Last week her son, Proinsias Ó Rathaille travelled from Dublin via train to Dromod to view the panel in-situ for the first time. He is immensely proud to see his mother's story honoured in this way.
“This (panel) has made my day, it is wonderful seeing it. I came up (to Dromod) on the train and I nearly wept when I got off. It was the first time I had seen it in place,” he acknowledged.
He said that it was particularly poignant as his mother had boarded a train at Dromod, aged just 19, to emigrate to Scotland.
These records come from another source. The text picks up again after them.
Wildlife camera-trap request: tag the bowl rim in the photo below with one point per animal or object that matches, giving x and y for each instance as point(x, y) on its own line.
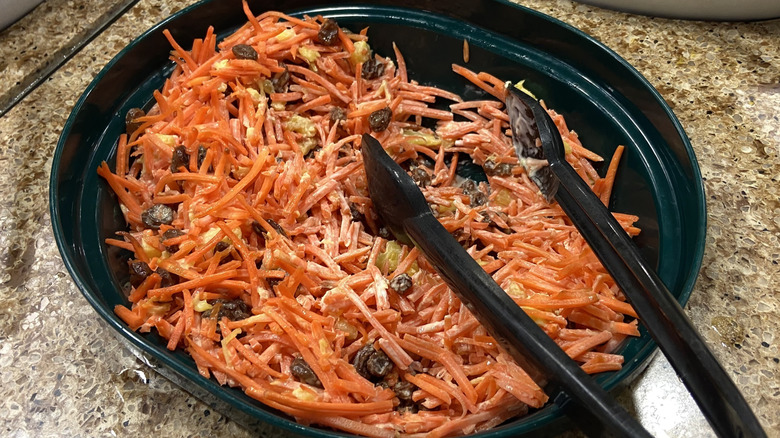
point(137, 342)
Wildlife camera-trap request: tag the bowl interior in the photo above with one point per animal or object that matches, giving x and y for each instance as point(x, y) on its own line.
point(603, 99)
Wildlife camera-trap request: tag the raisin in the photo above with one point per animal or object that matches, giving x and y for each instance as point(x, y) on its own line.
point(378, 364)
point(303, 372)
point(476, 196)
point(281, 80)
point(131, 119)
point(421, 176)
point(244, 51)
point(379, 120)
point(401, 283)
point(138, 272)
point(180, 158)
point(157, 215)
point(234, 310)
point(329, 32)
point(170, 234)
point(361, 359)
point(372, 69)
point(404, 390)
point(337, 113)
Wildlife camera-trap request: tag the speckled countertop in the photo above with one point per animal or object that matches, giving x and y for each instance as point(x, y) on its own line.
point(63, 374)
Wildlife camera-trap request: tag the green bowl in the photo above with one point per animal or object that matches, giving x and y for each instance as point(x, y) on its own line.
point(603, 98)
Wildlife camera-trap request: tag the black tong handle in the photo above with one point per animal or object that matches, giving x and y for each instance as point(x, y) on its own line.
point(714, 392)
point(518, 334)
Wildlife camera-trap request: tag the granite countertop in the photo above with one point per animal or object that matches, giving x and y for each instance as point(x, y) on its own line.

Growing up, Proinsias was aware of his family's link to Republicanism, after all his father Niall, who married Bridie in 1940, was the son of The O'Rahilly, the only rebel leader to die in action in the Easter Rising. His uncle had married a sister of Kevin Barry, who was executed by the British Government during the Irish War of Independence.
Proinsias himself recalls playing with The O'Rahilly's rifle - found by his side in 1916 - as a small boy acknowledging “it was very naughty of me”.
But he acknowledges he was surprised by the extent of his mother's involvement in the Civil War. He said that he had been aware of his mother's 'pals' people such as Cathal Goulding and Moss Twomey, but admitted it wasn't until after she died in 1971 that her story came to light and even then this was only by chance.
“We only found her bag, an attache satchel after she died. I lifted it up and this stuff flew out on the ground. I mean it was filled with letters,” explained Proinsias.
“We had no idea that she had been this involved but when you see the letters you realise there was nobody she didn't know.”
Bridie had typed a short record of some of her experiences but within the bag itself, secreted under a step in the cellar of the family home, Ballinascorney House, were letters from some of the most well known people in Irish and International politics.
“I even found a letter a letter from President Roosevelt's wife thanking her so much for bringing over the wool from the woolen mills of the Ha'penny Bridge so that they could make a suit for him, the President, out of the tweed that he loved so much. I mean just extraordinary letters,” said Proinsias.
“If we hadn't found that satchel we would never have known of what she did.”
However, he stresses that his mother's story, and that of all the women who fought, is something which should be shared and honoured.
“This story doesn't just belong to my relatives. This story belongs to our nation and it is important to realise the commitment that these brave women made. She fought beside Liam Mellows and Rory O'Connor. She was tough, she was brave and there were so many other women like her who deserve to be honoured, especially for the year that's in it,” he said.
“I feel Bridie is home especially in this centenary year, this means everything to me. I have shared her story. This (panel) is now here and her story will continue. I felt I had to do that and I am proud to see her recognised at the station she left so many years ago.
“My job is done now. My job is done”.